*. You’d be forgiven for assuming a 12-minute adaptation of Robert Louis Stevenson’s Dr. Jekyll and Mr. Hyde would be a fairly radical abridgement. Actually, most of the familiar moments are here, including the little girl being knocked down at the beginning (however quickly). These are familiar only in the backward-looking sense of our knowledge of the tradition of screen adaptations of the story though, which is just as much based on a stage adaptation by Thomas Russell Sullivan as Stevenson’s book.
*. The big change in Sullivan’s version of the story is to give Jekyll a fiancée, which is something most film adaptations held on to. Sullivan also plays down Jekyll’s own culpability in his degeneration. In Stevenson he’s an ambiguous figure, carrying within himself the seed of evil even before he begins taking the magic potion, someone who is drawn to the dark side. In the movies he’s more of a fallen angel.
*. Jekyll’s motivations, however, can’t be developed much here. Indeed, one wonders how great a scientific breakthrough he is making since “his theory” (as it’s called on a title card) is apparently drawn straight from the pages of a chemistry textbook, Graham on Drugs.

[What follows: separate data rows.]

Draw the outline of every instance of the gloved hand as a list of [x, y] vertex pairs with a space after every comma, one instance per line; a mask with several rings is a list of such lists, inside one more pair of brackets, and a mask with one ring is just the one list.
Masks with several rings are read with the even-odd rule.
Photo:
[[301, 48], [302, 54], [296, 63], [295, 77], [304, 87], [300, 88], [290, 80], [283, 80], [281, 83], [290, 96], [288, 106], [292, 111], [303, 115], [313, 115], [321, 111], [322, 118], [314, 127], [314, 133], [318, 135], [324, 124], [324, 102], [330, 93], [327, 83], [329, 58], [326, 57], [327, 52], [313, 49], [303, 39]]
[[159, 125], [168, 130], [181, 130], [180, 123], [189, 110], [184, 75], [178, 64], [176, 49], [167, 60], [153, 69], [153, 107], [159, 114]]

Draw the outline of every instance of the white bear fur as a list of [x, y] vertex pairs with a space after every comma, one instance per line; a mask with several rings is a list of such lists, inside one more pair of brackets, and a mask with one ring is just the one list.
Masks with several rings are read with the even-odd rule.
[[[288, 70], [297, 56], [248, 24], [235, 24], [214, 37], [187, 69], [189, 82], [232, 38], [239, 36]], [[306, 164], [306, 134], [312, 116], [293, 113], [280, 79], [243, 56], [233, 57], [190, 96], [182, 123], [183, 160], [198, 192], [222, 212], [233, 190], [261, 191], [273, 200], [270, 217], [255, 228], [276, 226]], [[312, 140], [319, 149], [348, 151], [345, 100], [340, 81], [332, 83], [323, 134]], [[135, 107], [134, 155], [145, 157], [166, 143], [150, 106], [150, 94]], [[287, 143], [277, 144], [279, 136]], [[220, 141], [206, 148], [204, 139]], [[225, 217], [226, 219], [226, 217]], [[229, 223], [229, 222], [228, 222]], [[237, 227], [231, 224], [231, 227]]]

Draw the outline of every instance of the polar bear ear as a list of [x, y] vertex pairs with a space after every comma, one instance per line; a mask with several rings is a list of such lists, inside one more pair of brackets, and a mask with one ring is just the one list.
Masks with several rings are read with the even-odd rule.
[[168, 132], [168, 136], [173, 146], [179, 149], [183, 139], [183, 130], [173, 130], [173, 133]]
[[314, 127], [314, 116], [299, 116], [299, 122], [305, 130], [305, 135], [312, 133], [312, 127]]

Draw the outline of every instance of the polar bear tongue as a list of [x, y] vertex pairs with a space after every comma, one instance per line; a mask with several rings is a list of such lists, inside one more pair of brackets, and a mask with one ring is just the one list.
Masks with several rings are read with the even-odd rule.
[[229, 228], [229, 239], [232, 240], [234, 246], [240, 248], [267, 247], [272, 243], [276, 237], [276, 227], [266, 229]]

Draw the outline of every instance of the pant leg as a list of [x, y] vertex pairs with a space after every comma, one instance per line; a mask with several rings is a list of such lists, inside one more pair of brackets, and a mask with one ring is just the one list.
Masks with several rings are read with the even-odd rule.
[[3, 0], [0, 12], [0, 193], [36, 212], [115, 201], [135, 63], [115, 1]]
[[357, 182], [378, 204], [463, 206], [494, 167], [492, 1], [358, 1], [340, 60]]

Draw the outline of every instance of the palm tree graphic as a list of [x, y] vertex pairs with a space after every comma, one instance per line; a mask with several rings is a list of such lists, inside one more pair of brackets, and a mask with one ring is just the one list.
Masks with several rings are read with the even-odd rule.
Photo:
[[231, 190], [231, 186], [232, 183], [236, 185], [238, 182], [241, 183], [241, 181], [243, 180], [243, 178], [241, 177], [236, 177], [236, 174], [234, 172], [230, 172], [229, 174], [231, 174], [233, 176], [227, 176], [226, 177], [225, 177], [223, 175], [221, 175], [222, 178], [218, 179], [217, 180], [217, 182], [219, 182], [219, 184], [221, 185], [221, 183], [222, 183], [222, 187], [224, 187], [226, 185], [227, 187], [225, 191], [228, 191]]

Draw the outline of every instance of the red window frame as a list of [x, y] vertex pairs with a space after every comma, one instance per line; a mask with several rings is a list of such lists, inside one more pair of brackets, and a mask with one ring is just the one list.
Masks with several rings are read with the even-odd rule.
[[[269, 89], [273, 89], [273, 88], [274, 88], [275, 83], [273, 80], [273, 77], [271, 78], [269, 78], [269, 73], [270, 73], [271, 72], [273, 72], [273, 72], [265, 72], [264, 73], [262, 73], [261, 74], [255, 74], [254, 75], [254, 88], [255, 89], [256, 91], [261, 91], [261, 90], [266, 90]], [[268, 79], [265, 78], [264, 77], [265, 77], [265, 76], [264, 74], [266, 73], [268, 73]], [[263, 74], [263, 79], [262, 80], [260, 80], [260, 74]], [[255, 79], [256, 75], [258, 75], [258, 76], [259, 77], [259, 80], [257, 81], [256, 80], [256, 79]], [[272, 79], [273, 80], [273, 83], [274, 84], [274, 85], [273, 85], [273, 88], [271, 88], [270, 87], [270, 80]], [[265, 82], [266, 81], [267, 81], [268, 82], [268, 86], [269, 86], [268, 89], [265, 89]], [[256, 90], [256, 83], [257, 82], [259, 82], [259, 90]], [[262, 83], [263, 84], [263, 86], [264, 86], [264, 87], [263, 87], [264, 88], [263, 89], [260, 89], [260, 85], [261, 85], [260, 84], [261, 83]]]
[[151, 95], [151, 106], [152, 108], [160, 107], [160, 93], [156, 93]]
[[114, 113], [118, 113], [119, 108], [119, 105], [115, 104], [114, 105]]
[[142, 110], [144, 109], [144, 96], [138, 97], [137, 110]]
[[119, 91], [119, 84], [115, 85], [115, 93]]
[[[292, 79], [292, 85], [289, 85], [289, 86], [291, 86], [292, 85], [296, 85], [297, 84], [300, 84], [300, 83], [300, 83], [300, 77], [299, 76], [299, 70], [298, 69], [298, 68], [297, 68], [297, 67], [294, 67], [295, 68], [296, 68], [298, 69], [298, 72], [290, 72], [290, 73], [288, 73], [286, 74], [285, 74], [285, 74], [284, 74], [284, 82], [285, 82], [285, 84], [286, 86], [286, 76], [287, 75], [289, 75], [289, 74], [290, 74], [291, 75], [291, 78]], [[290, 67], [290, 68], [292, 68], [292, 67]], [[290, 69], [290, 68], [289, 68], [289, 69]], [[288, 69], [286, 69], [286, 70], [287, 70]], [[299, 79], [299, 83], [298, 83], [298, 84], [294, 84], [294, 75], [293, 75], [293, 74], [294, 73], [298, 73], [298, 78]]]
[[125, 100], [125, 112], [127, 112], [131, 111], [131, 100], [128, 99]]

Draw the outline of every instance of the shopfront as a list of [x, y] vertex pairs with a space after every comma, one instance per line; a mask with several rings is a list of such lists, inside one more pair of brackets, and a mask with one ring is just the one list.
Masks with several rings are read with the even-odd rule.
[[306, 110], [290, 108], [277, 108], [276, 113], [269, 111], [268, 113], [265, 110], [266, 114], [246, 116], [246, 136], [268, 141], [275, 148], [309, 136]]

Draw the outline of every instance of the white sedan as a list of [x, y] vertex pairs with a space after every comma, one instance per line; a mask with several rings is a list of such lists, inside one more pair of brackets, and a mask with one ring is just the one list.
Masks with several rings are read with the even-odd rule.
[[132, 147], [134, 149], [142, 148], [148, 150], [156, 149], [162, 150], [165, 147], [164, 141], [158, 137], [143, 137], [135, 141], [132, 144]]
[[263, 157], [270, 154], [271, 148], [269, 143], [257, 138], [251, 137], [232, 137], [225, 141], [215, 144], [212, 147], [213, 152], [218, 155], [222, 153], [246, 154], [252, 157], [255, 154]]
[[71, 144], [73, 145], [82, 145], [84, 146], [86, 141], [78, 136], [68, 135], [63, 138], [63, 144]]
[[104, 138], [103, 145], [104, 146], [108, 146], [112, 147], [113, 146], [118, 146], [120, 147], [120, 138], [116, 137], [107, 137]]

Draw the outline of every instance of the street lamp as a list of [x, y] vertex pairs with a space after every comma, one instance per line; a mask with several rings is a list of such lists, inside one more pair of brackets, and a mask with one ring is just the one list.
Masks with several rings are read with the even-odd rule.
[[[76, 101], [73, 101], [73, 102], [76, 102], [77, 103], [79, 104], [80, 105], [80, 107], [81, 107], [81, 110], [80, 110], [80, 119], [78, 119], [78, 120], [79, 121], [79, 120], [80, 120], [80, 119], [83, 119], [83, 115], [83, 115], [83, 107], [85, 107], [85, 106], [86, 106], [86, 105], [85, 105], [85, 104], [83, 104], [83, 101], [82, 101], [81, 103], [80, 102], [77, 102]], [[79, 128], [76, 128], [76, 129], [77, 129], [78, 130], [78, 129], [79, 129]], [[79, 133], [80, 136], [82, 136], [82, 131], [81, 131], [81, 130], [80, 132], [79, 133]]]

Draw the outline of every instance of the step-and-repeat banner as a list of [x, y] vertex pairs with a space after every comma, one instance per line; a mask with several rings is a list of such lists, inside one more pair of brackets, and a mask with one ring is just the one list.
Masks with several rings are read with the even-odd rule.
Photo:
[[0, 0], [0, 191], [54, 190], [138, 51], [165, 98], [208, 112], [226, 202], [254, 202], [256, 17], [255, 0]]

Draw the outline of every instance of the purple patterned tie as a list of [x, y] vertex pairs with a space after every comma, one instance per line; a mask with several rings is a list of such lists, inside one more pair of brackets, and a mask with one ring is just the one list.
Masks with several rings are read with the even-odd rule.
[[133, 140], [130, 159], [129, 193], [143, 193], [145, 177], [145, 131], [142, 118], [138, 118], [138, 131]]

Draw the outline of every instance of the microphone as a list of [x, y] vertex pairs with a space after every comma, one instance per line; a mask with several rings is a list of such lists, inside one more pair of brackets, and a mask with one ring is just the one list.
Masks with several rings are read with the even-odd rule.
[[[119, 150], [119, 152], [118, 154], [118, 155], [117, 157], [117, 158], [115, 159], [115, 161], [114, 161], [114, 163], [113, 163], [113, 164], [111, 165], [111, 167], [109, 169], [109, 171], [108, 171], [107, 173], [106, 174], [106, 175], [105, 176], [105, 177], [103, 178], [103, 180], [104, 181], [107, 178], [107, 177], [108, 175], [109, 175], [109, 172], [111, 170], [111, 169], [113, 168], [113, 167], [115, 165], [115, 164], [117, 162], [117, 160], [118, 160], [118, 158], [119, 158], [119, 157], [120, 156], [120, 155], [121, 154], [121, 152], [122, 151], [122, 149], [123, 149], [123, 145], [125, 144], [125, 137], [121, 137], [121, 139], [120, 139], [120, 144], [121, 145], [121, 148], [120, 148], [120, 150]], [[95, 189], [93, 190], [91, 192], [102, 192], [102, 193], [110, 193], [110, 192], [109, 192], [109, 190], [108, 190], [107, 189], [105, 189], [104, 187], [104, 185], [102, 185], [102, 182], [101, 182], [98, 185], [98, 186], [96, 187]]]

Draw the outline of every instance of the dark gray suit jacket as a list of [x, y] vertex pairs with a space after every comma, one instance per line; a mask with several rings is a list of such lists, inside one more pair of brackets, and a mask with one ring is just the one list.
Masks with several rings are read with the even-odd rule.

*. You shouldn’t expect much in the way of dramatic transformations, though I think they’re very well handled. We get to see the first two (from Jekyll to Hyde and back again), and they are achieved by simple cuts. Hyde is a hunched, darker figure with what look to be fangs. The later transformations, however, are very nicely handled. They happen offscreen while cutting between different locations and each is dramatically perfect. Jekyll runs away from his fiancée, feeling a change coming on. We see her sitting alone, then cut back to a now transformed Hyde. In another scene Jekyll enters one doorway and comes through the other side as Hyde. For 1912 it’s very fluidly done, and in terms of the editing I don’t think could be improved on much today. A tip of the hat to director Lucius Henderson.
*. I think it’s usual in most versions of this story, most notably John Barrymore’s 1920 film, Frederic March’s 1931 version, and the Spencer Tracy 1941 movie, to have the dead Hyde revert to being Henry Jekyll, just as a final reveal for the benefit of the other players in the drama as well as the audience. That doesn’t happen here, even though I think we expect it, again by virtue of that rear-view mirror. As in the novel, Hyde stays Hyde even in death and one presumes the police and others remain none the wiser.
*. James Cruze plays Jekyll and I believe is also Hyde in most scenes (though apparently Harry Benham stood in some of the time). Assuming it’s Cruze in both roles I think he does a good job selling the different characters just through their mannerisms. It’s not only that Hyde is a hunchback but it’s also the excessively erect way Jekyll carries himself. He often seems to be stretching himself up. That must have been a conscious way of playing up the difference between the two.
*. For a one-reeler from the early days this may not be that exceptional a movie, but I think it’s very good, quite capably put forward in every department. The editing in particular really moves the action along well with a fast-paced, strong sense of narrative in need of few title cards. It’s as neat a little production as you’ll find from this period.